Computation of nuclear reactor shells by the factorization method under the conjugate conditions (Q2759405)

This paper deals with application of the factorization method under the conjugate conditions for computation of nuclear reactor shells. The cover of nuclear reactor shell is computed according to the theory of deformation of thick circular plate under the action of inner pressure, temperature and force factors. the walls of shell is replaced by the system of vertical beams and circular rings. Using the partition of vertical beam onto three parts, the authors obtain for the \(i\)-th part of the beam the differential equation \(W^{IV}_{i}+4k_{i}^4W_{i}=q/EI_{i},\;i=1,2,3\), where \(W\) is the deflection function, \(q\) is the stress generated by inner pressure.

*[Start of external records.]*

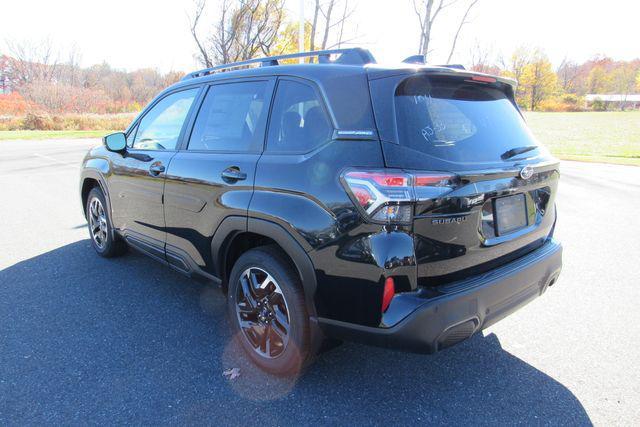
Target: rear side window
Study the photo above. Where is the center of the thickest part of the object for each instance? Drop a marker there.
(298, 122)
(160, 128)
(232, 118)
(458, 121)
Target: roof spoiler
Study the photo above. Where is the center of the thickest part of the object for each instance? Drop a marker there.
(419, 59)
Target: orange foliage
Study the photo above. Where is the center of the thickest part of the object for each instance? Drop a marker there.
(12, 104)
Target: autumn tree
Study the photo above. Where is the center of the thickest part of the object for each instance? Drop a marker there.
(243, 30)
(623, 80)
(427, 12)
(568, 73)
(515, 66)
(538, 80)
(599, 81)
(328, 24)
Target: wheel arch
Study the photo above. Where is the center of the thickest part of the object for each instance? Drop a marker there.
(227, 236)
(89, 179)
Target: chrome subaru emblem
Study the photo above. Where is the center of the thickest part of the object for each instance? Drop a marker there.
(526, 172)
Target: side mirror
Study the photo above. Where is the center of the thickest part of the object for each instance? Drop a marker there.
(115, 142)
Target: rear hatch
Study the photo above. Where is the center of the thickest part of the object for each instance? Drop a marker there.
(498, 200)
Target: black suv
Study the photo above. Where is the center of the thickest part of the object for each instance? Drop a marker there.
(406, 206)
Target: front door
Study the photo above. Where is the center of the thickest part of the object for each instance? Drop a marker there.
(137, 180)
(212, 177)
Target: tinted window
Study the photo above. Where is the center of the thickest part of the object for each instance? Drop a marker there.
(298, 121)
(458, 121)
(231, 118)
(160, 128)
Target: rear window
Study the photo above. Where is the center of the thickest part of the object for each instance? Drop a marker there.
(458, 121)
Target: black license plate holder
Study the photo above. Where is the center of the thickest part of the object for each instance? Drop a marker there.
(511, 214)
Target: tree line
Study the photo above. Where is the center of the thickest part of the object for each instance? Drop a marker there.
(36, 77)
(39, 77)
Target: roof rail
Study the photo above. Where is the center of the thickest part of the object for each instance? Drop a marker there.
(352, 56)
(419, 59)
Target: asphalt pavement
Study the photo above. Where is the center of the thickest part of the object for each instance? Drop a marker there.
(88, 340)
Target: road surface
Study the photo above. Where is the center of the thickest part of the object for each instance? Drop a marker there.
(129, 341)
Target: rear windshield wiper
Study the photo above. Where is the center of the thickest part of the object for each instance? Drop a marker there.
(515, 151)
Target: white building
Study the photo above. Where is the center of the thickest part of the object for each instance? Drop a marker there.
(620, 101)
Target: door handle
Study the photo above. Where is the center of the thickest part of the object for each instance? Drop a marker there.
(233, 173)
(156, 169)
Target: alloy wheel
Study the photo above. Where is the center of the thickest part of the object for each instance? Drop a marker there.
(262, 313)
(98, 223)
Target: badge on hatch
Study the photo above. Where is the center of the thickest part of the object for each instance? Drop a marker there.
(526, 172)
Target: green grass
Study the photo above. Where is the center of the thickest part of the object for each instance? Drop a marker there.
(52, 134)
(608, 137)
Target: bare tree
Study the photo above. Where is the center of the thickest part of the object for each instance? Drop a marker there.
(33, 61)
(480, 55)
(567, 74)
(463, 21)
(325, 22)
(243, 30)
(427, 12)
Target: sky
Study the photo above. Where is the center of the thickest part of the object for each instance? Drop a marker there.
(132, 34)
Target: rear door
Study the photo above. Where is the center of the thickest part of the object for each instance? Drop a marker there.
(137, 180)
(212, 176)
(499, 202)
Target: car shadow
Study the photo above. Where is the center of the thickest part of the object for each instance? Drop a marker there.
(128, 340)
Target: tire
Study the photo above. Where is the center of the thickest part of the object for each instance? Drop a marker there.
(103, 239)
(252, 321)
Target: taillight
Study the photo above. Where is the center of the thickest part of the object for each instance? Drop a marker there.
(388, 293)
(387, 196)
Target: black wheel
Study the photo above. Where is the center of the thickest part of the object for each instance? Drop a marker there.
(103, 239)
(267, 311)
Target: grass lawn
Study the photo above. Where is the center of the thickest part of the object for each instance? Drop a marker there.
(609, 137)
(52, 134)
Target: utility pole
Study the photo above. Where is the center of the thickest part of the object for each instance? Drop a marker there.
(301, 29)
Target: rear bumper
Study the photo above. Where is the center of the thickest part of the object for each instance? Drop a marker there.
(430, 323)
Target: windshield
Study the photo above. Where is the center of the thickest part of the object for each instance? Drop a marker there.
(459, 121)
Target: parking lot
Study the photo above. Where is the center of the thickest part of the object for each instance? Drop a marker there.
(129, 341)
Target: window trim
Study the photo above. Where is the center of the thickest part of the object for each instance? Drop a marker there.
(269, 96)
(323, 105)
(134, 126)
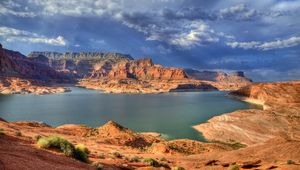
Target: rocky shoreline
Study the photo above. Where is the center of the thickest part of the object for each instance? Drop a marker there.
(279, 118)
(25, 86)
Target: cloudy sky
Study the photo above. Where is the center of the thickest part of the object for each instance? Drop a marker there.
(259, 37)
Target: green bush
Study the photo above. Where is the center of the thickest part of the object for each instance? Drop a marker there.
(83, 148)
(116, 154)
(289, 162)
(2, 132)
(135, 159)
(18, 134)
(37, 137)
(177, 168)
(98, 166)
(163, 159)
(80, 155)
(64, 146)
(233, 167)
(151, 161)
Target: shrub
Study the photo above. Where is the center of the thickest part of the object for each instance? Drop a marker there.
(233, 167)
(64, 146)
(80, 155)
(289, 162)
(101, 156)
(151, 161)
(135, 159)
(37, 137)
(177, 168)
(116, 154)
(83, 148)
(163, 159)
(98, 165)
(18, 134)
(2, 132)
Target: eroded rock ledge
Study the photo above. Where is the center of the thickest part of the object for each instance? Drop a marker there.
(116, 147)
(280, 117)
(26, 86)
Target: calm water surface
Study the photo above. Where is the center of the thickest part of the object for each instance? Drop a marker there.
(172, 114)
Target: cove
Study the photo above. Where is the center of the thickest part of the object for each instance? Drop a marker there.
(171, 114)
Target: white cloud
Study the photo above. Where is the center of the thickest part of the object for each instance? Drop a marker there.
(238, 12)
(77, 7)
(11, 34)
(197, 34)
(286, 6)
(290, 42)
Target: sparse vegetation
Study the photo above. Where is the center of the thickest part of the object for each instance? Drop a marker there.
(98, 166)
(163, 159)
(116, 154)
(233, 144)
(2, 132)
(37, 137)
(18, 134)
(83, 148)
(101, 156)
(135, 159)
(64, 146)
(151, 161)
(233, 167)
(177, 168)
(290, 162)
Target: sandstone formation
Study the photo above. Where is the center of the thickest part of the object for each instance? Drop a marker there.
(110, 72)
(279, 119)
(76, 65)
(142, 76)
(113, 146)
(218, 76)
(18, 74)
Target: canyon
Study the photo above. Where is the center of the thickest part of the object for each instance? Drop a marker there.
(247, 139)
(108, 72)
(265, 138)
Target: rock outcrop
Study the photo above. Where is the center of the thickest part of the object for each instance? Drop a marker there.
(142, 69)
(279, 119)
(113, 146)
(77, 65)
(20, 75)
(218, 76)
(15, 64)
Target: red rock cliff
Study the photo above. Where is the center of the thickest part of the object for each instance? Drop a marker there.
(142, 69)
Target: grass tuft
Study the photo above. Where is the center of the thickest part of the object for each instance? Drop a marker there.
(64, 146)
(151, 161)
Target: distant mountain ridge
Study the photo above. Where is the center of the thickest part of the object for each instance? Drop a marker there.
(80, 55)
(14, 63)
(217, 76)
(77, 65)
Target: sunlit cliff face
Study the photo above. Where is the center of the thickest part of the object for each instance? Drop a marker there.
(261, 38)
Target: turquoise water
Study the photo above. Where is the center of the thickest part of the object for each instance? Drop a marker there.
(172, 114)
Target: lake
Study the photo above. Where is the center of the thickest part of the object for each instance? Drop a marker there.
(171, 114)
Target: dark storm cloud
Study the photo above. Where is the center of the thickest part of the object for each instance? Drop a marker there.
(260, 37)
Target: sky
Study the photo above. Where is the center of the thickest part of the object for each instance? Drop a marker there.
(261, 38)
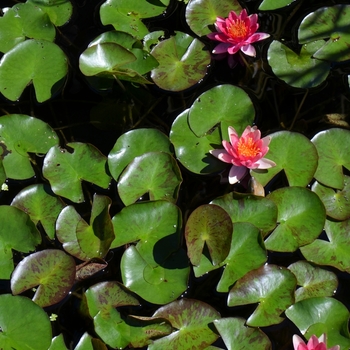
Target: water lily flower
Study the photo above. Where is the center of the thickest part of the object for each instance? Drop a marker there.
(237, 33)
(314, 343)
(245, 152)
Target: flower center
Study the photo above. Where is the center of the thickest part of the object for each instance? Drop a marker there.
(247, 147)
(238, 30)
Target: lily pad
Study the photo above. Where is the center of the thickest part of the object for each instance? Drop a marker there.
(65, 170)
(191, 318)
(285, 149)
(299, 70)
(21, 321)
(272, 287)
(301, 217)
(314, 281)
(183, 62)
(33, 61)
(328, 22)
(332, 156)
(211, 225)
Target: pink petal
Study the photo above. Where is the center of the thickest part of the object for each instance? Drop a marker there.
(236, 173)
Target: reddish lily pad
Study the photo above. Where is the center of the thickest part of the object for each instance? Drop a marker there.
(53, 270)
(211, 225)
(192, 319)
(272, 287)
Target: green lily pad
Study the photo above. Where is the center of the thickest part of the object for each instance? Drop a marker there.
(211, 225)
(65, 170)
(33, 61)
(237, 336)
(335, 201)
(192, 319)
(214, 107)
(21, 321)
(135, 143)
(332, 156)
(183, 62)
(200, 14)
(155, 173)
(329, 313)
(20, 135)
(272, 287)
(314, 281)
(126, 15)
(40, 204)
(301, 216)
(259, 211)
(24, 237)
(193, 151)
(299, 70)
(335, 251)
(328, 22)
(53, 270)
(285, 149)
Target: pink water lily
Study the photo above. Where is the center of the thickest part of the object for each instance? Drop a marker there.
(237, 33)
(314, 343)
(245, 152)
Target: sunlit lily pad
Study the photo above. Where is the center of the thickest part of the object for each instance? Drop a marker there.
(21, 321)
(285, 149)
(301, 216)
(328, 22)
(335, 251)
(272, 287)
(191, 318)
(51, 269)
(183, 62)
(299, 70)
(333, 155)
(314, 281)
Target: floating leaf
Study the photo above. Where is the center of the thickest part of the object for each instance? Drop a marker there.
(272, 287)
(183, 62)
(301, 216)
(192, 319)
(21, 321)
(65, 170)
(53, 270)
(299, 70)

A general solution to this equation on the \(i\)-th part \((0<x<l_{i})\) is searched in the form \(W_{i}(x)=C_{i1}e^{-k_{i}x}\cos k_{i}x+C_{i2}e^{-k_{i}x}\sin k_{i}x+C_{i3}e^{-k_{i}(l_{i}-x)}\cos k_{i}x+C_{i4}e^{-k_{i}(l_{i}-x)}\sin k_{i}x+q/\alpha_{i}\), where \(\alpha_{i}\) is the coefficient of elastic repulsion of \(i\)-th ring; \(C_{ij}, i=1,2,3, j=1,2,3,4\) are constants. To determine constants \(C_{ij}\) the authors deduce a linear system of the 12-th order and solve this system by factorization method under the conjugate conditions.